The Case For Next Generation Text Description Solutions For Visual Information Accessibility

Dennis B. Tomashek, MS, Keith D. Edyburn, BSE, Rachael Baumann, BS,

Roger O. Smith, PhD

R2D2 Center, University of Wisconsin Milwaukee


People with vision impairments are often put at a distinct disadvantage when important information is presented in graphic or visual form. Standards (World Wide Web Consortium (W3C), guidelines, and even laws (Section 508) exist requiring the implementation of text descriptions, yet few websites even meet the suboptimal standards that currently exist. Further, several institutions have developed protocols and guidelines for writing thorough, useable text descriptions, but they are heavily dependent on the author to write, and require much time and expertise. Current advances in computer science, including computer vision and object recognition, and natural language generation provide optimism that in the near future, text description generation will become a mostly automated process, allowing for better access of information for people with disabilities. This paper documents the need and key components of a new approach.

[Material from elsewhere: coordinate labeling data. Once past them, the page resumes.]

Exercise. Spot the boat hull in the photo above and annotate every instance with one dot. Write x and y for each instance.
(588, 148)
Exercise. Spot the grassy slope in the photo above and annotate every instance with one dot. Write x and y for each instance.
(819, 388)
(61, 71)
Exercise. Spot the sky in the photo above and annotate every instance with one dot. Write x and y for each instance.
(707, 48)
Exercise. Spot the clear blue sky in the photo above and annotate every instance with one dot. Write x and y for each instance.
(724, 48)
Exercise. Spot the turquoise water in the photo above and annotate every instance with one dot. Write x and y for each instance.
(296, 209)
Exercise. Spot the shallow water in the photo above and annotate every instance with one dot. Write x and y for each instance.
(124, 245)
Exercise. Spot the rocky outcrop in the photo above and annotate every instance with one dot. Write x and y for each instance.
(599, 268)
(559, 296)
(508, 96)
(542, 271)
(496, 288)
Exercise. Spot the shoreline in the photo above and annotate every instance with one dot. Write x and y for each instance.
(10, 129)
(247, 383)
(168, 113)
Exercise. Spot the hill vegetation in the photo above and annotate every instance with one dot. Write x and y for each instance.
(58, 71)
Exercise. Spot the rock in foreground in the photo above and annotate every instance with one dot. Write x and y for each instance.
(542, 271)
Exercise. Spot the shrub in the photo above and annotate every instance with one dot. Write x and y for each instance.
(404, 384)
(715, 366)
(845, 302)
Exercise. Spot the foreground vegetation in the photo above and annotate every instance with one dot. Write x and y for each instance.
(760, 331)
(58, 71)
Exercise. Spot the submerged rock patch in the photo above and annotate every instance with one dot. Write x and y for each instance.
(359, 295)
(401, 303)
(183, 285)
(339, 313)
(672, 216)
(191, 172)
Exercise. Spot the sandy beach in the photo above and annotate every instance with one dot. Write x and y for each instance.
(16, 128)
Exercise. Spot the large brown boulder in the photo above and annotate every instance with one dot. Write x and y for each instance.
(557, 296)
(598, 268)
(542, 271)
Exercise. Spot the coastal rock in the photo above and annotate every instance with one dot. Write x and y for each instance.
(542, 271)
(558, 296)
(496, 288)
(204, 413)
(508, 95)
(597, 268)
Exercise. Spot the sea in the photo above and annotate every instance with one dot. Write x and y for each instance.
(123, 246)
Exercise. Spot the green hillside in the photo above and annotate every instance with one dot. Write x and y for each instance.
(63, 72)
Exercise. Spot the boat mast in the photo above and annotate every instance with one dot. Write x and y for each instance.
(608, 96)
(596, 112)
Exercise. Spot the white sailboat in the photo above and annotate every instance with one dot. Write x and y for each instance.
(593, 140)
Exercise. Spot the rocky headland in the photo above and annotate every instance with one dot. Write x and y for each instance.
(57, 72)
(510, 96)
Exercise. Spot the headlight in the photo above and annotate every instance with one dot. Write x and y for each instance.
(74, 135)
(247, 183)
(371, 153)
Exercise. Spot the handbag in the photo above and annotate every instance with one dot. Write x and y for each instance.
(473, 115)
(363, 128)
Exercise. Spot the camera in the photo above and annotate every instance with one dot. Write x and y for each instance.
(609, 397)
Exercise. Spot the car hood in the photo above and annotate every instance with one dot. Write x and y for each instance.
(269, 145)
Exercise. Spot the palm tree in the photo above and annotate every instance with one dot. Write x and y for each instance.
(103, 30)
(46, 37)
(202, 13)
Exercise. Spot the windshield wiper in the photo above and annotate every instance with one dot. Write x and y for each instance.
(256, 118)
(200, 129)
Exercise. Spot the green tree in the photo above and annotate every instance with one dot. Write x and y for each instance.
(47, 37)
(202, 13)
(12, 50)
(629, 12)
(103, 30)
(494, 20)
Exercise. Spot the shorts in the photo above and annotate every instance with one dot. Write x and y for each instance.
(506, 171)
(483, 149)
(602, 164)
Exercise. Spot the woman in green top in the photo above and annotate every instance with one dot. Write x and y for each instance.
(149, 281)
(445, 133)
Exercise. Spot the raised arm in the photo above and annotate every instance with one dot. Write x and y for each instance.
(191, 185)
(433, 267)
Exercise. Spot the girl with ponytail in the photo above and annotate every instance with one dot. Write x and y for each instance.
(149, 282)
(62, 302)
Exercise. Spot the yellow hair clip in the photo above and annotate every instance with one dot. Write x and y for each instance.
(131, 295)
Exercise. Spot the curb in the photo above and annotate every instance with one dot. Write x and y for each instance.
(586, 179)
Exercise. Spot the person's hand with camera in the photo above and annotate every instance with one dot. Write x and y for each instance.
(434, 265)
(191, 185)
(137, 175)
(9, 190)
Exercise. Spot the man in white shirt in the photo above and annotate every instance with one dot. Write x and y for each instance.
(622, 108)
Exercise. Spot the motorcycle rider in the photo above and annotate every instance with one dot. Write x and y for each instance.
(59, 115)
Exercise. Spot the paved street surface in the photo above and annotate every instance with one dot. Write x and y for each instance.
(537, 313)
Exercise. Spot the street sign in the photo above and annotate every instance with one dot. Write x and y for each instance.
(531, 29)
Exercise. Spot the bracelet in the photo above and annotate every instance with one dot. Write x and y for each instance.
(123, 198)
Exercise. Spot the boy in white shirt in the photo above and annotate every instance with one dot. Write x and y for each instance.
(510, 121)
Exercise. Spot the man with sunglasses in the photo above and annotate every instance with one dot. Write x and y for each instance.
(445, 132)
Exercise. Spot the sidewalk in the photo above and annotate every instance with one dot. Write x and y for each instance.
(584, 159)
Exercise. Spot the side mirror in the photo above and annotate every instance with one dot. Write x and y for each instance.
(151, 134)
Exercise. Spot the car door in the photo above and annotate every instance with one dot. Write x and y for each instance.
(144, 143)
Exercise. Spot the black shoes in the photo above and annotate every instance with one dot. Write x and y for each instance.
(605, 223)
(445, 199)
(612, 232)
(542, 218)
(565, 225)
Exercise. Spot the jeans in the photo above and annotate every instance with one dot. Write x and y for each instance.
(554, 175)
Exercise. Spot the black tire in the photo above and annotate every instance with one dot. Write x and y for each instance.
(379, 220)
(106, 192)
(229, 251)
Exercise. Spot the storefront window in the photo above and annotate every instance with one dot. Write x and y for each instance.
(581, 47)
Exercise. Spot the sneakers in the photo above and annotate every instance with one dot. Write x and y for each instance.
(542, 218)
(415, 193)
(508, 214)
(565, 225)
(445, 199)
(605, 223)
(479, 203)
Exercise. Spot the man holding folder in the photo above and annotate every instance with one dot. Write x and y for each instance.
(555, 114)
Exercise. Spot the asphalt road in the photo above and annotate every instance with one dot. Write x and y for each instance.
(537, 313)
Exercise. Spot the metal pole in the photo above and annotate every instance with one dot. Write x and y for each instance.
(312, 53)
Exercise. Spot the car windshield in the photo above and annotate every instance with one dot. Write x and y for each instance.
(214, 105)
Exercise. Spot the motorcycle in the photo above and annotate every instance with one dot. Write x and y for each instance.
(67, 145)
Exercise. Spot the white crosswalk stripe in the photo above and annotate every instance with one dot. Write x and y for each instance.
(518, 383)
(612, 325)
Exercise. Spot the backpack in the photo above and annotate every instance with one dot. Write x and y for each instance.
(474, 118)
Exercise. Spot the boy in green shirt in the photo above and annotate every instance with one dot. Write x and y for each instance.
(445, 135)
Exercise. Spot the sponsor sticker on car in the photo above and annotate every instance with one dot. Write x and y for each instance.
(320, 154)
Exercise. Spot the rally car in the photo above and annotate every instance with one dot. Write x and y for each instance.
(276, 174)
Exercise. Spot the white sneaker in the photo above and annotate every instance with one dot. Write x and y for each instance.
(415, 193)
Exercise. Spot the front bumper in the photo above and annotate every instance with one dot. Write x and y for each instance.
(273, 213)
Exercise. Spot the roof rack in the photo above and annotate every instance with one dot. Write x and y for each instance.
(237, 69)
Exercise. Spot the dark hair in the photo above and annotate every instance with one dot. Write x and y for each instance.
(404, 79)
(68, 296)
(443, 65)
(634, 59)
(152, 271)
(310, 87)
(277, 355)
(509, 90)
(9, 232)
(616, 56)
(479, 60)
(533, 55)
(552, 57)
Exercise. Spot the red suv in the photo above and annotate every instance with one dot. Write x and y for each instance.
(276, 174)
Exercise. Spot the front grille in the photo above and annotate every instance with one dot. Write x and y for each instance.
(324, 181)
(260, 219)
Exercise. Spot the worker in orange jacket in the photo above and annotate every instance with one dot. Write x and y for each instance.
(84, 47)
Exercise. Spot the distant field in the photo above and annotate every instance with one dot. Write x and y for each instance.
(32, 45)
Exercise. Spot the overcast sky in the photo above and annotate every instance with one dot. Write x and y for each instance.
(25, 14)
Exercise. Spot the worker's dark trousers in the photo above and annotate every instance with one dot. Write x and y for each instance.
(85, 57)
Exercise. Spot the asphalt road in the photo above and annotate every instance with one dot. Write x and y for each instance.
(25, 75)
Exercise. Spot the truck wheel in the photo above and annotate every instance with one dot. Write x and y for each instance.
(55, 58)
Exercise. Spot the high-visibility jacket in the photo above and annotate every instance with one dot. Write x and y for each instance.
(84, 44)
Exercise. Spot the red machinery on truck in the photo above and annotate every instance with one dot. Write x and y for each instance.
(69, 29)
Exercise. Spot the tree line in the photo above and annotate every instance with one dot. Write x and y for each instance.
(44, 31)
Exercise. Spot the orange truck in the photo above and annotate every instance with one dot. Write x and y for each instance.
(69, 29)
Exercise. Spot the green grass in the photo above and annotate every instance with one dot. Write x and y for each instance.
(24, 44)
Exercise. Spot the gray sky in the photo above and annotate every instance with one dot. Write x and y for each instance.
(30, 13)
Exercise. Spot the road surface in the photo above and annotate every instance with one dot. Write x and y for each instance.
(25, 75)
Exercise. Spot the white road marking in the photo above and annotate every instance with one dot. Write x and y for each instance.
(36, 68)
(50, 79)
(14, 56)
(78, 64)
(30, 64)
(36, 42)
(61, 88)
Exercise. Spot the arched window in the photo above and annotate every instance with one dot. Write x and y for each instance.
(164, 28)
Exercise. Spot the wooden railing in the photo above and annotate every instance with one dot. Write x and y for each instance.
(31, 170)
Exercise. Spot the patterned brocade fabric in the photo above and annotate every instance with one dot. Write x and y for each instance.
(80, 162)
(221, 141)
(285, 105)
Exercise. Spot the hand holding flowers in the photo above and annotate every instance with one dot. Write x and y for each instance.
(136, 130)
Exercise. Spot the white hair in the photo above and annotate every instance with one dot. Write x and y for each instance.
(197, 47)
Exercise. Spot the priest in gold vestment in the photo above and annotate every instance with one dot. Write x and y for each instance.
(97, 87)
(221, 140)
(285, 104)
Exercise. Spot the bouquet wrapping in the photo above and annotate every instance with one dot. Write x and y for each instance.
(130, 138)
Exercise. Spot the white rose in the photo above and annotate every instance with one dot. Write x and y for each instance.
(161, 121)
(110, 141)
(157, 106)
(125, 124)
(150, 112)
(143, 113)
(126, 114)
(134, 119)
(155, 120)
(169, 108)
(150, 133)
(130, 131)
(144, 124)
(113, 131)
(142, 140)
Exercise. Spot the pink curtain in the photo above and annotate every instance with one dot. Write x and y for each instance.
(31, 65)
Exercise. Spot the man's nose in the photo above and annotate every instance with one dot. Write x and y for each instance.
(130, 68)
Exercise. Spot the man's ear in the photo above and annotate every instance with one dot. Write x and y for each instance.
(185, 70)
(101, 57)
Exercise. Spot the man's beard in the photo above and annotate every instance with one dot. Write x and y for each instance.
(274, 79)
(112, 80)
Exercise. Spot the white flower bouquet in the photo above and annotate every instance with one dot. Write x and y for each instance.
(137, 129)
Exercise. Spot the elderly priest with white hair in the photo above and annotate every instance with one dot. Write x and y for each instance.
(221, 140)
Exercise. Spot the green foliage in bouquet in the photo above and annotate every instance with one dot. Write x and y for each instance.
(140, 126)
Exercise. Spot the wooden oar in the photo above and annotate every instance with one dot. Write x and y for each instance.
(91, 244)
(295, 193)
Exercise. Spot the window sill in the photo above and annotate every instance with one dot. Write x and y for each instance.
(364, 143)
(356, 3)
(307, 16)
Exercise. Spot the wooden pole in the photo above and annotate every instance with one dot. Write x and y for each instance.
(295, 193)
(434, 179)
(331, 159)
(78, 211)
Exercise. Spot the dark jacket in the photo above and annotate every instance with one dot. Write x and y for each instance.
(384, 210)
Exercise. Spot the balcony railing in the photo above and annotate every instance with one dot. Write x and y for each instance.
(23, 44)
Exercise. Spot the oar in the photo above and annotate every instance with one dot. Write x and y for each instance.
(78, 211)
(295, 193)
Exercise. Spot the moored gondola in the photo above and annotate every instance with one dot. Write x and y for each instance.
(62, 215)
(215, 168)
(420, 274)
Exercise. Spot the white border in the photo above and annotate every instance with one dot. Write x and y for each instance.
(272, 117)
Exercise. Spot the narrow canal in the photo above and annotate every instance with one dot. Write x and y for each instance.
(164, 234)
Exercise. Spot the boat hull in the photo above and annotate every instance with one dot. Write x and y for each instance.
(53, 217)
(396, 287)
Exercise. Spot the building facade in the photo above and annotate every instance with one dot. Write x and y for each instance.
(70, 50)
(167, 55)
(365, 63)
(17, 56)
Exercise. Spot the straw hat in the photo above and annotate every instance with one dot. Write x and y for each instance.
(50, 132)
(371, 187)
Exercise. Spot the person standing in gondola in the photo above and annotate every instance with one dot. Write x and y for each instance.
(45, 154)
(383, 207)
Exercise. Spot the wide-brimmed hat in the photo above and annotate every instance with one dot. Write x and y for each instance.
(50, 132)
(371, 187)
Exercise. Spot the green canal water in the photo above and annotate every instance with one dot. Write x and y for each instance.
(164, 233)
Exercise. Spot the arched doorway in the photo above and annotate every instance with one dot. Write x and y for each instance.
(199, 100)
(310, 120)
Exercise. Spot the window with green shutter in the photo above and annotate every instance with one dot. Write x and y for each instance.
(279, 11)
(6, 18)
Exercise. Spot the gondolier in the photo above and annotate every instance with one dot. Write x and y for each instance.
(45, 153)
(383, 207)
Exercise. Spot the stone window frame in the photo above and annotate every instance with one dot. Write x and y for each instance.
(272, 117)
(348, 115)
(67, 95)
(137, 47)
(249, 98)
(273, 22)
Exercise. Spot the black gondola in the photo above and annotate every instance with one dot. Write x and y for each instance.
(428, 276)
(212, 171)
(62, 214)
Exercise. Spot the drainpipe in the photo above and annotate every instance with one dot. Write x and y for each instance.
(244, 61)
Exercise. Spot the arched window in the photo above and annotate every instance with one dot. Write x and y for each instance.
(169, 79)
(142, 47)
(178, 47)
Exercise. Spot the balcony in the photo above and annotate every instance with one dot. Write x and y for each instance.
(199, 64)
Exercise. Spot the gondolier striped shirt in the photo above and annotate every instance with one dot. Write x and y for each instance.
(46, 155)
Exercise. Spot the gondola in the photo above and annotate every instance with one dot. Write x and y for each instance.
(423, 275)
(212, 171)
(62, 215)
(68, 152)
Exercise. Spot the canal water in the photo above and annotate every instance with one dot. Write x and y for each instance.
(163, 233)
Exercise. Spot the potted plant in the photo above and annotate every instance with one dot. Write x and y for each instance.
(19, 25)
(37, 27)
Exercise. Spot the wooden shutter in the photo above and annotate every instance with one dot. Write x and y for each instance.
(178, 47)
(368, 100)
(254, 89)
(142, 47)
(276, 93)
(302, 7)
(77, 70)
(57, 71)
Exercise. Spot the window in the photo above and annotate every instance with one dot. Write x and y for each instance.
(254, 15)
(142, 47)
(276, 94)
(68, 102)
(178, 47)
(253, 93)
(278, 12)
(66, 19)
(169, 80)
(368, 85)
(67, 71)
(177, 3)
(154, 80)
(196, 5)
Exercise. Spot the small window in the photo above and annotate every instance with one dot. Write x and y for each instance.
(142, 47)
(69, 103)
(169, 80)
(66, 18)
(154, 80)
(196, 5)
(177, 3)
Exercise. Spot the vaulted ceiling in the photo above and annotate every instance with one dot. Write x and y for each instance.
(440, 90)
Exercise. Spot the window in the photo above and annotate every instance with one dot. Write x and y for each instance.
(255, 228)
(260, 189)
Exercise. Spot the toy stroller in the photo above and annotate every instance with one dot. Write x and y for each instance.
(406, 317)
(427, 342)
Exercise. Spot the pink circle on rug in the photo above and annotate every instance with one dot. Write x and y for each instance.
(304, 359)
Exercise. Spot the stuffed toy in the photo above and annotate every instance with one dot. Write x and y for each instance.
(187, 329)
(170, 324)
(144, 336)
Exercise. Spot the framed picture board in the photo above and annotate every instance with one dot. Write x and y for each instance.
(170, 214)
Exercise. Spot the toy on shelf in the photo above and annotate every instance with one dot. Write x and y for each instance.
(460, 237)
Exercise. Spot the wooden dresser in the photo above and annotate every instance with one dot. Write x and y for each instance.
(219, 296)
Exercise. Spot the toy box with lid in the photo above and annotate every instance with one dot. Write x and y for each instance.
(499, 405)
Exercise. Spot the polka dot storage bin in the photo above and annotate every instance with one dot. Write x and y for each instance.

Text descriptions are considered to be one of the most important accessibility aids on the internet (Nielson, 2005). In WebAIM’s Screen Reader User Survey #4 (WebAIM 2012), only 35% of respondents thought web content accessibility had improved over the previous year. The survey also found that “images with missing or improper descriptions” were the 4th most problematic item for screen reader users (behind Flash content, CAPTCHA, and ambiguous links). However, several major issues prevent text descriptions from being widely used. First, there are billions of images on the internet.  For example, in 2010, Flickr hosted 5 billion photos increasing to 6 billion in 2011. In 2010, Facebook users uploaded over 3 billion photographs per month increasing to more than 100 billion photographs monthly in 2011. Instagram users uploaded 3,600 images per minute in 2011 (Pingdom, 2012). These numbers exemplify the enormity of having text descriptions available for all images. Second, useful text descriptions are not easy to write, and can be time consuming. One study found that it takes about 15 minutes for a novice to write a text description for a single image (Maggard, 2008). Third, recently conducted focus groups of blind and visually impaired individuals found sometimes contradictory preferences for the type and amount of information contained in a text description (Baumann & Smith, 2012).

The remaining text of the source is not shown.